Несмотря на то что отдельные рецензенты, например С. Нальянч <см.>, поставили рассказы В. Сирина выше его романов, в эмигрантской критике (а затем и в англо-американском литературном мире) возобладало мнение о «лабораторности», вторичности малой сиринской прозы по отношению к его романам. Поэтому далеко не случайно, что "Защита Лужина", появившаяся на страницах "Современных записок" практически одновременно с выходом "Возвращения Чорба", получила раза в три больше рецензий.
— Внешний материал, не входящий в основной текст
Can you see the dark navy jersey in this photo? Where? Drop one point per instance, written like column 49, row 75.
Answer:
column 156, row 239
Относительно небольшое число печатных отзывов о "Возвращении Чорба" позволяет нам с полным основанием утверждать: к концу двадцатых годов В. Сирин воспринимается эмигрантскими критиками и читателями прежде всего как прозаик, автор романов, а не как поэт. Впрочем, точно так же воспринимал себя в это время и сам Набоков. В мае 1930 г., будучи в Праге, он получил от своего приятеля Михаила Гордина письмо, в котором тот приглашал его принять участие в вечере, проводившемся молодыми берлинскими поэтами. Последовал категоричный отказ: «Я уже не «молодой», и я не поэт».[26] Конечно, и после этого заявления Набоков никогда не прекращал писать стихи. Правда, их количество резко уменьшилось, и они всегда оставались в тени набоковских романов: Набоков-прозаик во многих отношениях (и в плане популярности тоже) превзошел Набокова-поэта. Далеко не случайно, что следующая книга набоковских стихов появилась уже после войны (Набоков В. Стихотворения. 1929–1951 гг. Париж: Рифма, 1952).
ЗАЩИТА ЛУЖИНА
Роман, составивший Набокову громкое литературное имя и выведший его в первый ряд писателей русского зарубежья, был создан в относительно короткий отрезок времени: с февраля по август 1929 г. Из всех произведений В. Сирина он вызвал наиболее громкий резонанс в эмигрантской прессе. Рецензии и отзывы на "Защиту Лужина" — как на его журнальную публикацию, так и на отдельное издание — появлялись практически во всех периодических изданиях русского зарубежья, так или иначе освещавших литературную жизнь.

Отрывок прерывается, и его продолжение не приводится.